Hoje, os americanos parecem ter clara consciência de quem é a "culpa"
pela tragédia que estão vivendo. Um levantamento da Gallup (15/16
outubro) mostrou que 2/3 das pessoas consultadas a atribuem ao governo
federal e 1/3 às instituições financeiras. Mas o fato ainda mais grave
(e que coloca em risco a reeleição do presidente Obama) é que a
"qualidade" do programa posto em prática pelo governo de Washington para
enfrentar a crise é considerada lamentável: mais de um US$ 1 trilhão de
estímulos e quase quatro anos depois, o crescimento é pífio e o
desemprego altíssimo. O verdadeiro conhecimento empírico e teórico da
economia poderia ter sido melhor utilizado na formulação do programa,
como mostraram em interessante artigo J.F.Cogan e J.B.Taylor ("Where Did
the Stimulus Go?").
O US$ 1 trilhão de estímulo foi dividido em três programas de
inspiração keynesiana-hidráulica: 1) colocar dinheiro diretamente nas
mãos dos cidadãos (cheques do Tesouro) para que eles o gastassem em
consumo (US$ 152 bilhões); 2) disponibilizar recursos para compras
governamentais e infraestrutura (US$ 862 bilhões); e 3) transferir verba
para Estados e governos locais, na esperança que ampliassem seus gastos
com bens e serviços (US$ 173 bilhões).
Como se deveria esperar, em razão de experiências anteriores e
desenvolvimentos teóricos, eles não produziram qualquer efeito
"multiplicativo" importante, ao contrário do que haviam previsto os
assessores econômicos de Bush e Obama.
A ineficiência do primeiro estímulo é consequência das pesquisas de
Milton Friedman e Franco Modigliani, que mostraram que o consumo está
ligado à renda "permanente" e não a um estímulo ocasional,
frequentemente utilizado para "diminuir as dívidas" dos agentes, que foi
o que aconteceu.
Quanto ao segundo, devido às dificuldades operacionais que sempre
acompanham aumentos inusitados de disponibilidade de recursos no serviço
público (a falta de bons projetos e a indisposição da burocracia,
elementos amplamente conhecidos e empiricamente constatados), não se
gastou até o terceiro trimestre de 2010 mais do que 5% do estimado!

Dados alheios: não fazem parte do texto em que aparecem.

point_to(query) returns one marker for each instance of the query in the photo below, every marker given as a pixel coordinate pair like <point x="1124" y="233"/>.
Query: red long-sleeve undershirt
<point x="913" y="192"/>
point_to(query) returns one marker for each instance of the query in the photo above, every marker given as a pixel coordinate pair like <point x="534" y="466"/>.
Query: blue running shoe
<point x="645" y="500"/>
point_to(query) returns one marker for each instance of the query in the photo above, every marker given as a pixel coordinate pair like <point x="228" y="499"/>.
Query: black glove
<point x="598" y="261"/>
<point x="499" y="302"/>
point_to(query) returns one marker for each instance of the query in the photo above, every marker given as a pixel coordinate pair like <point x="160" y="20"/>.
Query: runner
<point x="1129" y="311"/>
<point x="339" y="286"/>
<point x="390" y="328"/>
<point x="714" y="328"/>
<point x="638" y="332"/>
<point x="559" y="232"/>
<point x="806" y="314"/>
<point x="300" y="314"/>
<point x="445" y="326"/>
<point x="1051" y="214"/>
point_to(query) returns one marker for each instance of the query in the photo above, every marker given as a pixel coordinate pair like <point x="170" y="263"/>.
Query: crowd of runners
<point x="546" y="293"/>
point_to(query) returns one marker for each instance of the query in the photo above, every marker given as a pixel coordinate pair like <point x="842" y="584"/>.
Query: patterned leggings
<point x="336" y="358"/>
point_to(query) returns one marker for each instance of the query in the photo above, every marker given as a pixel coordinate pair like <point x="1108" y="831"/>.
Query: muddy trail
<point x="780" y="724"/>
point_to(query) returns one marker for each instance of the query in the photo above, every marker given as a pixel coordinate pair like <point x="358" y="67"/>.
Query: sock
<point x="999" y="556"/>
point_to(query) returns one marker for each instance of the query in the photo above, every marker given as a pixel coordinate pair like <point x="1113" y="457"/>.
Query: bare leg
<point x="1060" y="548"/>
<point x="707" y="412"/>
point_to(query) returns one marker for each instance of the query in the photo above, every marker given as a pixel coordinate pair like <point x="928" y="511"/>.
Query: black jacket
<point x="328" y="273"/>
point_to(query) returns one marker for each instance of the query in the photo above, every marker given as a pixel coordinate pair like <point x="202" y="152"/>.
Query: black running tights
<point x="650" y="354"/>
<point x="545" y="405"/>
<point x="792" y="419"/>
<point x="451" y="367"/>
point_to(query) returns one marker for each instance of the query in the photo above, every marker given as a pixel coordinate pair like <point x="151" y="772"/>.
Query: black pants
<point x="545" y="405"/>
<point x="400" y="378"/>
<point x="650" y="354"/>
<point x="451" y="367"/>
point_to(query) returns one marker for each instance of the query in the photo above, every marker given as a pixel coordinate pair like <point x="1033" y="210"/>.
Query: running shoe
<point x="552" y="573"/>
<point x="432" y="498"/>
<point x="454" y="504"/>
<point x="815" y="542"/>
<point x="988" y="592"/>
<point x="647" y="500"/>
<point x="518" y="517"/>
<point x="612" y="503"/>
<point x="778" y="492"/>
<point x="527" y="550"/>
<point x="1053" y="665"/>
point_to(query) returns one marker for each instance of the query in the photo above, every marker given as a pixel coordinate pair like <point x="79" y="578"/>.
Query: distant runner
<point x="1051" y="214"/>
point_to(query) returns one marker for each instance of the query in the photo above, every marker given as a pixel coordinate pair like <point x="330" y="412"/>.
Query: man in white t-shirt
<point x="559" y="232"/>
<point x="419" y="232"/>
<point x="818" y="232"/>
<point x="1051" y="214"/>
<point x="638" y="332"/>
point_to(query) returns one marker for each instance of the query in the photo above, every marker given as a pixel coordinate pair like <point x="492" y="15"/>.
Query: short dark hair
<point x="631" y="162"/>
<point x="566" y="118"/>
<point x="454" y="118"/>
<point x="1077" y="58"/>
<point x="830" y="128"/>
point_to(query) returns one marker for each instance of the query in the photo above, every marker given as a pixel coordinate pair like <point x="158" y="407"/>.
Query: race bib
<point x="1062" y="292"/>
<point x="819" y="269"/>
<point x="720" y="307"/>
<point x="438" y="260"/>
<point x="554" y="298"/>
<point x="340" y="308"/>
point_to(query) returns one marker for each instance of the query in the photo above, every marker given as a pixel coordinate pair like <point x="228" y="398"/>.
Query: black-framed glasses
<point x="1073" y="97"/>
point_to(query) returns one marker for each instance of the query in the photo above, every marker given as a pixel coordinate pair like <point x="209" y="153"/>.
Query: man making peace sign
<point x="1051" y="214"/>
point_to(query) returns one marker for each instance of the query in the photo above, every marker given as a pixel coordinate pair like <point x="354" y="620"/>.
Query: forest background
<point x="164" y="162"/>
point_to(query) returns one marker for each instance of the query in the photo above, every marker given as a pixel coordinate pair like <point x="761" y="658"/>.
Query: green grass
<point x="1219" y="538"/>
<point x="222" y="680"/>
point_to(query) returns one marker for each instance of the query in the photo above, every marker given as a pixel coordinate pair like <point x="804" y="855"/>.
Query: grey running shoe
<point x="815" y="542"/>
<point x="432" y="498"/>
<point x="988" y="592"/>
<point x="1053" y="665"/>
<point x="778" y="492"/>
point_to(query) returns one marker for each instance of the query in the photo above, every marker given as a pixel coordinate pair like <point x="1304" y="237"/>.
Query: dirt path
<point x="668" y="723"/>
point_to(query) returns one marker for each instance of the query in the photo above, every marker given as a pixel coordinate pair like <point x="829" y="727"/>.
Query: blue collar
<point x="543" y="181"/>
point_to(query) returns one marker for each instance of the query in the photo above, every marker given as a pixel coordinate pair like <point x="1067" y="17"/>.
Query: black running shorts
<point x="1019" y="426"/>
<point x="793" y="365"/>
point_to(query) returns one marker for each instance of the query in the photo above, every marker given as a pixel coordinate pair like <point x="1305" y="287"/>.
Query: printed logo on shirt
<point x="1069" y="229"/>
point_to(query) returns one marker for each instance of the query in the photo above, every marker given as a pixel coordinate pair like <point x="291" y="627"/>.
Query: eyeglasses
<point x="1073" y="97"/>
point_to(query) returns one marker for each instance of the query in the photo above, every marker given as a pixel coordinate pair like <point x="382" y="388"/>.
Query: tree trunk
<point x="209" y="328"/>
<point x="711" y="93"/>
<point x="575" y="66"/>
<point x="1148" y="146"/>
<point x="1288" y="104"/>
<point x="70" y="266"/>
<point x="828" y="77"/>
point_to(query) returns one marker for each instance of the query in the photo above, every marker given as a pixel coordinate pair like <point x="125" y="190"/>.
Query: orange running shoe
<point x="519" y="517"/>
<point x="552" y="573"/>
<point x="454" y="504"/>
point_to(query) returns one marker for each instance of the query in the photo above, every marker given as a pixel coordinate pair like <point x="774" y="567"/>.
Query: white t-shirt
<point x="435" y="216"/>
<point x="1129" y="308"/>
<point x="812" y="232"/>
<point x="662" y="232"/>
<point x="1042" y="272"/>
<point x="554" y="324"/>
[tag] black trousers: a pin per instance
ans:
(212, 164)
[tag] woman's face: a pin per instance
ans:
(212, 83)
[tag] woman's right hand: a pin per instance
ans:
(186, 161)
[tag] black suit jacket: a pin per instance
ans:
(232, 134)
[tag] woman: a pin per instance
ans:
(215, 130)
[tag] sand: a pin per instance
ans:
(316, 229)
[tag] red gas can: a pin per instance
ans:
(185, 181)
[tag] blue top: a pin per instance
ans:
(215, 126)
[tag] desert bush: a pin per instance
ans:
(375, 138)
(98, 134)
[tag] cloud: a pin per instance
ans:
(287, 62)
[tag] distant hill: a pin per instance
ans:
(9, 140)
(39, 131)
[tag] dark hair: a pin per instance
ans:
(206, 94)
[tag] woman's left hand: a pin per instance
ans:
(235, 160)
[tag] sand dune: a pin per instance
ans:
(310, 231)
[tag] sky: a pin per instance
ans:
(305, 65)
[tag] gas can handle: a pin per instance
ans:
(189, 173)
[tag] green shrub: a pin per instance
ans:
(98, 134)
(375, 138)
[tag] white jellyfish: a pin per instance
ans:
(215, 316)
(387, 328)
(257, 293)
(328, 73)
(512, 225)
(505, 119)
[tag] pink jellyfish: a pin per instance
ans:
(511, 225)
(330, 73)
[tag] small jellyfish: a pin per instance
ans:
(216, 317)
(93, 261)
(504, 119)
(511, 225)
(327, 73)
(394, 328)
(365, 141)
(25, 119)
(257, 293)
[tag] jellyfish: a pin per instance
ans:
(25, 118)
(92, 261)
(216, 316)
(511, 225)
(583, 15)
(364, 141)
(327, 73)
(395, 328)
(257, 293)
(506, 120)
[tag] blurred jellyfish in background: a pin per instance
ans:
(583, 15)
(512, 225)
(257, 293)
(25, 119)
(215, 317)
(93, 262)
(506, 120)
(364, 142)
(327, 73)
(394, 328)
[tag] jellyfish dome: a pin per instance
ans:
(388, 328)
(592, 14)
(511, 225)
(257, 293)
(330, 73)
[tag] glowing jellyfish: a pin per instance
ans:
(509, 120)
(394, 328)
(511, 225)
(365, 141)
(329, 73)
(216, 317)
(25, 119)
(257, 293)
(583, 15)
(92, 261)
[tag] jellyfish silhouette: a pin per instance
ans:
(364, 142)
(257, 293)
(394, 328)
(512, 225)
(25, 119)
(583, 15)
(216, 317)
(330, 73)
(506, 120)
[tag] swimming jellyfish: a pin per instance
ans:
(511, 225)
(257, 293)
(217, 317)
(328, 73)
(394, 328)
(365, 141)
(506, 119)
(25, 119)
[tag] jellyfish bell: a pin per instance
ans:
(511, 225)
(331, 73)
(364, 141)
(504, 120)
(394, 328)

Quanto aos estímulos transferidos para Estados e governos locais,
eles tiveram o mesmo destino dos enviados diretamente aos consumidores:
foram basicamente utilizados na redução de dívidas. De fato, dos US$ 173
bilhões transferidos, 4/5 foram utilizados no pagamento de dívidas
acumuladas, o que praticamente anulou o efeito físico do
"multiplicador". Aqui, também, já havia evidência empírica (Ned
Gramlich, 1979) mostrando a ineficiência desse tipo de programa.
Esses fatos mostram o quanto de "ilusão" estatística está envolvida
no cálculo descuidado e ingênuo dos "multiplicadores" ditos
"keynesianos", quando se esquece o próprio Keynes. Se na prevenção da
crise e na sua construção podemos criticar o "mainstream", parece que
lhe devemos um crédito na crítica do horrível projeto de recuperação de
inspiração do "keynesianismo-hidráulico" que desperdiçou US$ 1
trilhão...
Comentário do Blog.
O que está faltando na análise do Delfim Neto tem sido, sem dúvida, uma variável fundamental, quase sempre esquecida pelos economistas do Governo que pensavam que a questão da educação, a capacitação e o fortalecimento do capital social, seria uma consquencia, um resultado natural do crescimento econômnico e não ao contrário.
A educação, capacitação e desenvolvimento do capital social é fator fundamental para alcançar o crerscimento e o mais importante, o desenvolvimento. Mas se tratando do Delfim, economista cartesiano é difícil fazer ele entender como é importante a questão da educação no desenvolvimento econômico.